The Ocean Viking, an SOS Méditerranée ambulance ship, which rescued twenty-nine migrants off the coast of Libya on Tuesday, will have to disembark these survivors in Ravenna, Italy, a port “far away” from its current position involving “six days of additional navigation”, denounced Wednesday October 25, the NGO. “After spending eight hours at sea”, these survivors, who “come mainly from Syria and Sudan”, two countries at war, are “exhausted”, added SOS Méditerranée, specifying that they are now taken care of on board by its teams and those of the International Federation of Red Cross and Red Crescent Societies.

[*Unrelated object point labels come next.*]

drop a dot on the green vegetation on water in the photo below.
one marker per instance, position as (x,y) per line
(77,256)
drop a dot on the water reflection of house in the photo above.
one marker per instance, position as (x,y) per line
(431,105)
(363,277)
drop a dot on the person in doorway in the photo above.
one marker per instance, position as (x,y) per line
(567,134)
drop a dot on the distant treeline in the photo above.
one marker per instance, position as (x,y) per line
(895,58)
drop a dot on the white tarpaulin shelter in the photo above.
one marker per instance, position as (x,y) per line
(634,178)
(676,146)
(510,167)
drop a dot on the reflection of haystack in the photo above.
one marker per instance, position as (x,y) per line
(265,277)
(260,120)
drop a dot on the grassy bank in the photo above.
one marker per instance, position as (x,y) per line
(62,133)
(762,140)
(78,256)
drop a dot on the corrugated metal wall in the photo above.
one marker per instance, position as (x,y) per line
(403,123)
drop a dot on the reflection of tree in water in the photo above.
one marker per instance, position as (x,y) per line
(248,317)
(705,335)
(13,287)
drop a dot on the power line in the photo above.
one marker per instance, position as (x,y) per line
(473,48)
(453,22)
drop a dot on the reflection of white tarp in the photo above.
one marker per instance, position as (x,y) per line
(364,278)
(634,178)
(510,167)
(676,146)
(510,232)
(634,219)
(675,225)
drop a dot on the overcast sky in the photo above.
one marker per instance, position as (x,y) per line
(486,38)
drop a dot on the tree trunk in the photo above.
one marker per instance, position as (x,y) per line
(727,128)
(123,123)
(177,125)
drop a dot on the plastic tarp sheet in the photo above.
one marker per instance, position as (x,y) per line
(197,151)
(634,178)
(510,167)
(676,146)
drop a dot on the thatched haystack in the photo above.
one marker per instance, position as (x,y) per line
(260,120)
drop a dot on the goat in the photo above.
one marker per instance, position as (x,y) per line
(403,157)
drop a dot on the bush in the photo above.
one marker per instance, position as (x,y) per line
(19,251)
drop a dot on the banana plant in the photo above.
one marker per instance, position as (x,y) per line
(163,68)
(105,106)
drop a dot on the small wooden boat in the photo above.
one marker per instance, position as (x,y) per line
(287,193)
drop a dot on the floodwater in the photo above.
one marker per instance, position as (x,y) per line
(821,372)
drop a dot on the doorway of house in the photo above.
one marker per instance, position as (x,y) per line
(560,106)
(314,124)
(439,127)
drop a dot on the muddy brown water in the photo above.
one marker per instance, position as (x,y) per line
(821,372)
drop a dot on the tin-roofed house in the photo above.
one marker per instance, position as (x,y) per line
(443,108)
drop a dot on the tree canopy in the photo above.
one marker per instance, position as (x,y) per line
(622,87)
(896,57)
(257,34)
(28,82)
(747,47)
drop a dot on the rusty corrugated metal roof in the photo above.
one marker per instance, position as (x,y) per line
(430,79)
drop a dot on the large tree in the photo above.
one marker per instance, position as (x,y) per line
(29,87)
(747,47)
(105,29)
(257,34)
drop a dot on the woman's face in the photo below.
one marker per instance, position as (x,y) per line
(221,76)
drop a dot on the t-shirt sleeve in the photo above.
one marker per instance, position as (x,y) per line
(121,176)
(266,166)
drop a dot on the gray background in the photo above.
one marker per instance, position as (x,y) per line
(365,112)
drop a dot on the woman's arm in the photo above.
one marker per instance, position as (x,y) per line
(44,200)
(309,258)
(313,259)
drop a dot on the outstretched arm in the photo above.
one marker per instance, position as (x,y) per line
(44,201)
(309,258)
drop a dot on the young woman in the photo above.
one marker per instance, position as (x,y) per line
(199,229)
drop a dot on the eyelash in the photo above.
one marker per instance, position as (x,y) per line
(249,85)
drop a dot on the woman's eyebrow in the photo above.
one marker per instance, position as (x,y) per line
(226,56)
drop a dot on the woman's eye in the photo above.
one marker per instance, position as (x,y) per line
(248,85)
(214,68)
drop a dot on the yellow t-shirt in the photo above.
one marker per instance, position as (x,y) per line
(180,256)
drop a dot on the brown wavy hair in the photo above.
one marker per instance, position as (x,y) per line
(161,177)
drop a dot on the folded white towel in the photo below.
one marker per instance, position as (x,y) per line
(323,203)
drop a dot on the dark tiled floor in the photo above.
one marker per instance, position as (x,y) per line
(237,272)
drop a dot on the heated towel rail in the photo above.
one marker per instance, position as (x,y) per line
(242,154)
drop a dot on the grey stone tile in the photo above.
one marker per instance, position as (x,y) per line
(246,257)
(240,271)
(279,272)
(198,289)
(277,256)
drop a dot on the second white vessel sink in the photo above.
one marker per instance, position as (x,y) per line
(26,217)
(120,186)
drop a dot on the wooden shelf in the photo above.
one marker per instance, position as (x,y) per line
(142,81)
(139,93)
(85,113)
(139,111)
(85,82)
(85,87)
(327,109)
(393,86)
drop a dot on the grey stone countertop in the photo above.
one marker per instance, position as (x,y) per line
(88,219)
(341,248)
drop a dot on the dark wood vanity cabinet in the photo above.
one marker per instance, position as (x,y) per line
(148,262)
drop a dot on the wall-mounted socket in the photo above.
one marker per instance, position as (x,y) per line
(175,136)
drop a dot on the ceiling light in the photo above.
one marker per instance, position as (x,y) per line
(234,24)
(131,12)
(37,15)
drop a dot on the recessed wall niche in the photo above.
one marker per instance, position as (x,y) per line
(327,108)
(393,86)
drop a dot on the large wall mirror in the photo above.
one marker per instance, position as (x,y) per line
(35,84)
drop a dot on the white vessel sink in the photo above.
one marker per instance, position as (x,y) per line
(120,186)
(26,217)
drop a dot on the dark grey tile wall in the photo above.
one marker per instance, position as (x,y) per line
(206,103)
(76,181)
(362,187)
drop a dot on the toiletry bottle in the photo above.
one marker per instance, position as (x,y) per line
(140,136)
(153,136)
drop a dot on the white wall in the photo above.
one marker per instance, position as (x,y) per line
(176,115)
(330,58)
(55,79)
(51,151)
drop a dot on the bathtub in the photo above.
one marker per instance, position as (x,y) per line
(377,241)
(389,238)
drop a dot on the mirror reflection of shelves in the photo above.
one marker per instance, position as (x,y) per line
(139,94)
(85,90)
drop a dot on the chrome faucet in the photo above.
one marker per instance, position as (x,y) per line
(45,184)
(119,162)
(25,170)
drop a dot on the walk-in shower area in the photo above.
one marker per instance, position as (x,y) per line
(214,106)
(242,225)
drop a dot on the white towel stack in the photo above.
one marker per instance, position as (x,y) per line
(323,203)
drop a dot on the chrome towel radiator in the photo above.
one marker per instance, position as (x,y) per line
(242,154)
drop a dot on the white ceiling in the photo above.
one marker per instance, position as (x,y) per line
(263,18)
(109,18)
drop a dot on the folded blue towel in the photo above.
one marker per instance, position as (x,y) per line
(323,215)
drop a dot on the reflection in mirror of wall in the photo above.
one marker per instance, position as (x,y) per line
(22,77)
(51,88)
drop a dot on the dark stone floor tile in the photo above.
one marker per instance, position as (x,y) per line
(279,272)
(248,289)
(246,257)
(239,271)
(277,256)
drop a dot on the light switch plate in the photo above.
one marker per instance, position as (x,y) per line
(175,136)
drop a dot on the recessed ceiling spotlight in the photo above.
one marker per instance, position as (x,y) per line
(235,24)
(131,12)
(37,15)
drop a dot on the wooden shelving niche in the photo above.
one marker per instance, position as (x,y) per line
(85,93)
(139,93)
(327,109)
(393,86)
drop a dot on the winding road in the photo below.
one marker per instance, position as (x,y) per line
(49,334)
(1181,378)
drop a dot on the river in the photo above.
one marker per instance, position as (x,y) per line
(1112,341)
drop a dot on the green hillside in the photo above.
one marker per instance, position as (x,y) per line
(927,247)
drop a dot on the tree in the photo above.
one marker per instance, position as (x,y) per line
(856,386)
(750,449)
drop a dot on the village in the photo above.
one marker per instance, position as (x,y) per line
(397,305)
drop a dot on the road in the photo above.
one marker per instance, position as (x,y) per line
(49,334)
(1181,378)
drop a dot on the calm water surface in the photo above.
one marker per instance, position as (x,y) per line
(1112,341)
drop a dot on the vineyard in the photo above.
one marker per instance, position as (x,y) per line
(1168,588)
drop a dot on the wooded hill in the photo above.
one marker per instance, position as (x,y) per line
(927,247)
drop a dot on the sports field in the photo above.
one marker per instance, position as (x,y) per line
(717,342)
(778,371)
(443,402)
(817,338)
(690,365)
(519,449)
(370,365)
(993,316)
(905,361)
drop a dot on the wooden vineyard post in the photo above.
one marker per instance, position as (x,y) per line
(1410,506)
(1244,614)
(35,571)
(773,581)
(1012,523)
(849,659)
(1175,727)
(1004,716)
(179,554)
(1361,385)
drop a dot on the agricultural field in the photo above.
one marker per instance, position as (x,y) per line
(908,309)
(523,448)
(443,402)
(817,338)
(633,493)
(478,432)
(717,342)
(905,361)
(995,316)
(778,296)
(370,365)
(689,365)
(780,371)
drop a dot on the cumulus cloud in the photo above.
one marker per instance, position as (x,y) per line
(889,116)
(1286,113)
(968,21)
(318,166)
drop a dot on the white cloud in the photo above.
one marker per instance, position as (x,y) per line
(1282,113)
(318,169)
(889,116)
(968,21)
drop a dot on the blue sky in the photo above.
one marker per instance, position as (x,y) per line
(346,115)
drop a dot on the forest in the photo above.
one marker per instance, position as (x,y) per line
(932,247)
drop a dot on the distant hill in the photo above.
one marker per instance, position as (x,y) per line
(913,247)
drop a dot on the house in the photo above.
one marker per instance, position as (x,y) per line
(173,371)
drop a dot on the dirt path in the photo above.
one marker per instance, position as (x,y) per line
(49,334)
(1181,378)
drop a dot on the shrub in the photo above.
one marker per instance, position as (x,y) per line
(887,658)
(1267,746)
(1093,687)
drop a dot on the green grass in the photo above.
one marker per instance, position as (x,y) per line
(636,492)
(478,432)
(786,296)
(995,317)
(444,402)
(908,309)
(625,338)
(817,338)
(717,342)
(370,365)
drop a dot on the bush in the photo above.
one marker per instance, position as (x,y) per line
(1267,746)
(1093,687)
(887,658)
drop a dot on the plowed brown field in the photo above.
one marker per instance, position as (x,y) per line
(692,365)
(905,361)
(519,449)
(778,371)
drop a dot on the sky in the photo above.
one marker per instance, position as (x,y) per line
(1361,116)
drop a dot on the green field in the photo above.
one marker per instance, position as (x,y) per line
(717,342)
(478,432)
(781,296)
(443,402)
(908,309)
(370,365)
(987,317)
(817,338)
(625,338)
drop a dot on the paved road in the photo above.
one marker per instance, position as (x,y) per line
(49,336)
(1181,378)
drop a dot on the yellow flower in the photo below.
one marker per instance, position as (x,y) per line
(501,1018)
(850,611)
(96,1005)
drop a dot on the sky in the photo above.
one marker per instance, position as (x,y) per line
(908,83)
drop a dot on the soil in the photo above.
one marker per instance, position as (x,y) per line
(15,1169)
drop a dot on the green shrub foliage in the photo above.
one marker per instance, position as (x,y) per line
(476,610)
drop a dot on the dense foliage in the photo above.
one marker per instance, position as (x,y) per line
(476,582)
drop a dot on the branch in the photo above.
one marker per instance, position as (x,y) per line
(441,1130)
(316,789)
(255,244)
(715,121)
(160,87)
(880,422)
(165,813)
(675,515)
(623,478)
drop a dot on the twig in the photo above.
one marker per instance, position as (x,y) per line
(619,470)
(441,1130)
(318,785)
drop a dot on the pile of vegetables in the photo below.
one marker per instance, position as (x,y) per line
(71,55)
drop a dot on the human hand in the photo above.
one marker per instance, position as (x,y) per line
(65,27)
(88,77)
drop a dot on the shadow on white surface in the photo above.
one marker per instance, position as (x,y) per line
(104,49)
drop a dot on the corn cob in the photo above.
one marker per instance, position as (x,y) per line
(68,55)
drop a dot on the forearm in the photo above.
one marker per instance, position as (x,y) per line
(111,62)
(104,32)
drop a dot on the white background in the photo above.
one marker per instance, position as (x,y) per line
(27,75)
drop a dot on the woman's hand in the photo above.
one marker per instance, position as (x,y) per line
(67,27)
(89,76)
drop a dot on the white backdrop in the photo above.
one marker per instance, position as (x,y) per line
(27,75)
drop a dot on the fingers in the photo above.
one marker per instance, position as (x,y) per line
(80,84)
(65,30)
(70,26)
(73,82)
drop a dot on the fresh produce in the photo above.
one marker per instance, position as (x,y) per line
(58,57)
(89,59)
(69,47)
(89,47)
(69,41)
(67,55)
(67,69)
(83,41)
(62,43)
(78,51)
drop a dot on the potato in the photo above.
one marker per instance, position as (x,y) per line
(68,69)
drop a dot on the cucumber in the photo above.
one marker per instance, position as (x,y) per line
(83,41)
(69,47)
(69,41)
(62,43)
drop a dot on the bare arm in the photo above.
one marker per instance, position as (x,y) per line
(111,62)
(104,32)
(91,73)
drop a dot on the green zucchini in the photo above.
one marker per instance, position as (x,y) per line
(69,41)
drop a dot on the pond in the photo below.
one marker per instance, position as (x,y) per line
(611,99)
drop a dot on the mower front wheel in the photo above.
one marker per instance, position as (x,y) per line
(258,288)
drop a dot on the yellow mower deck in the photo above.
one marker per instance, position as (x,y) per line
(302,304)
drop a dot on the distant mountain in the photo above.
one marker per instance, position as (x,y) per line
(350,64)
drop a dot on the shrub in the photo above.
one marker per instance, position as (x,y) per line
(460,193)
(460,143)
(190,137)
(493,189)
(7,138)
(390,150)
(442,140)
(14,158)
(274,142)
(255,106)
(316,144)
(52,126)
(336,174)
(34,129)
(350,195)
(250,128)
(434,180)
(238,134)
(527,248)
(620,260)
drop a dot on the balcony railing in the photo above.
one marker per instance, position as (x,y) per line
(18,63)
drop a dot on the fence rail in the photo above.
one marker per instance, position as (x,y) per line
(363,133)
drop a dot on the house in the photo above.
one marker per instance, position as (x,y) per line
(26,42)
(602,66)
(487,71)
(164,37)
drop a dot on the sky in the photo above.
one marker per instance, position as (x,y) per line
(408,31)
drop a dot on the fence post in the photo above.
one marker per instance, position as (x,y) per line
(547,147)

Following a distress call from Alarm Phone – a number used by migrants encountering difficulties during their crossing of the Mediterranean – the Ocean Viking rescued on Tuesday October 24 afternoon twenty-nine people who were on “a fiberglass boat unfit for navigation in international waters off the coast of Libya,” the Marseille-based NGO reported in a press release. The maritime rescue coordination center in Italy asked the NGO boat to head towards the remote port of Ravenna, located 1,613 kilometers away, to be able to disembark the survivors. This destination, six days away from navigation, will deprive the Ocean Viking “of any possibility of searching for and rescuing women, men and children in distress in the central Mediterranean” for a long period of time, denounced the NGO.

Italy recently adopted a decree which partly hampers the activities of NGO ships, with them now being forced to transport rescued people to a port – often very distant – from the first operation, de facto preventing them from chain of rescues. SOS Méditerranée has rescued nearly 39,000 people in the Mediterranean since 2016, mainly in the central Mediterranean, the most dangerous migration route in the world. Since January, 2,166 migrants have disappeared on this route, according to the International Organization for Migration, a figure far higher than the 1,417 who disappeared in 2022.